Una risposta. Non la prima, perché anche il predecessore, Francesco Paolo Giordano, aveva seminato molto. Né sarà l’ultima. Dopo «un fiorire di esposti, segnalazioni, denunce di cittadini e associazioni, anche troppe per riuscire a tenere il punto. E soprattutto con un livello di aspettative molto alto. Forse eccessivo». Con una stella polare-morale: la Procura non dichiara guerra ai petrolieri. «Svolgiamo il nostro ruolo, qui non ci sono predestinati sul banco dei colpevoli». Del resto, ammette, quelle ciminiere in uno dei litorali più suggestivi dell’Isola «non ce li ha portate nessuno con un’occupazione manu militari, ma sono arrivate con la promessa di benessere, ricchezza, lavoro».

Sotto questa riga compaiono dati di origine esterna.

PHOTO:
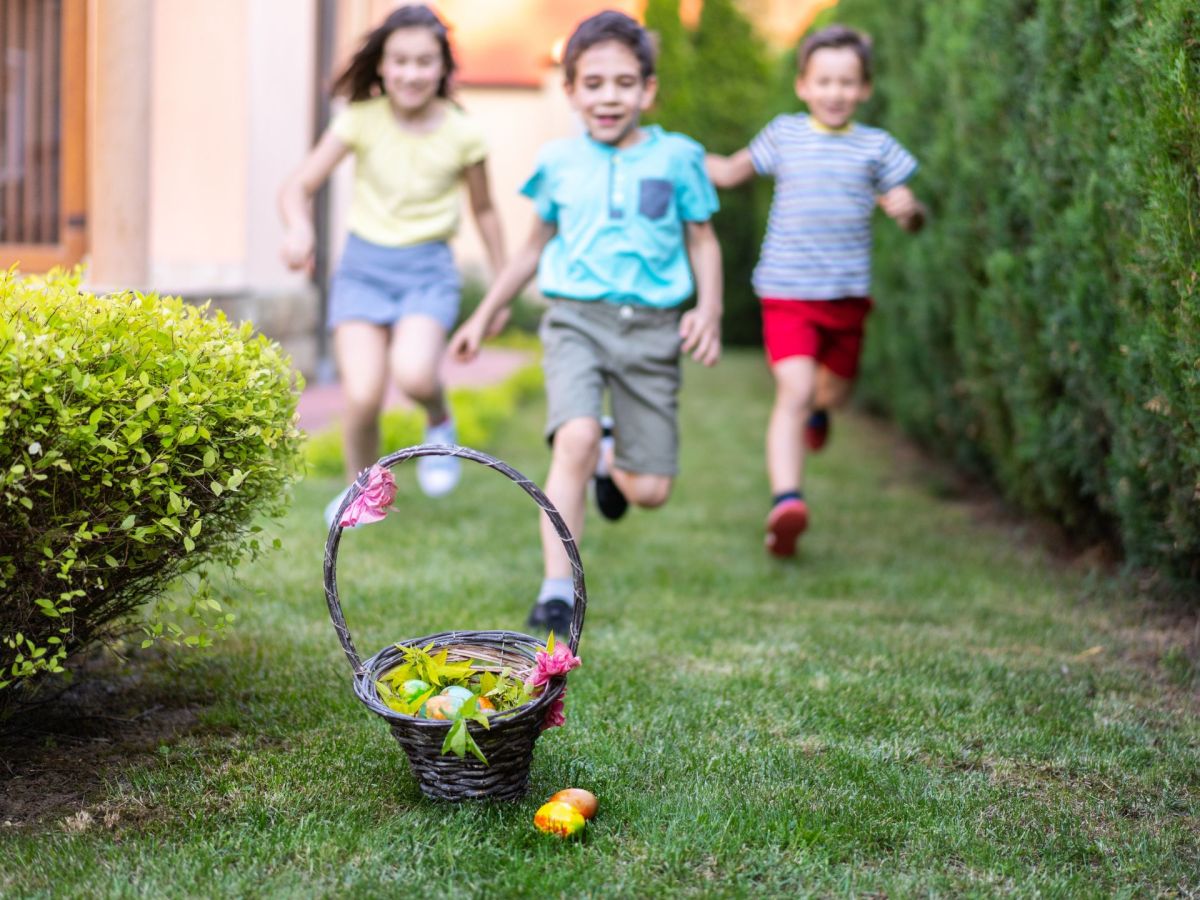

È la storia, bellezza. La storia di una terra meravigliosa e maledetta. Ma anche «l’eredità di decenni in cui, in assenza di regole, ognuno si sentiva autorizzato a fare tutto ciò che voleva, compreso dare un cartone di latte come “integrativo” agli operai impegnati nei reparti più a rischio». Adesso, però, le regole ci sono. E a quanto sembra sono state platealmente violate. Senza che nessuno se ne accorgesse? Ci voleva, come spesso succede, l’intervento della magistratura per sanare una situazione che era davanti agli occhi (e soprattutto dentro le narici) di tutti? «Noi perseguiamo reati e non siamo i supplenti di nessuno», taglia corto Scavone. Pur ammettendo, a denti stretti, che «alcune inerzie, da parte degli organi di controllo di Ministero e Regione, sono riscontrabili». Ispra e Arpa sotto accusa? «Diciamo che ci vorrebbe una maggiore attenzione, oltre che un potenziamento».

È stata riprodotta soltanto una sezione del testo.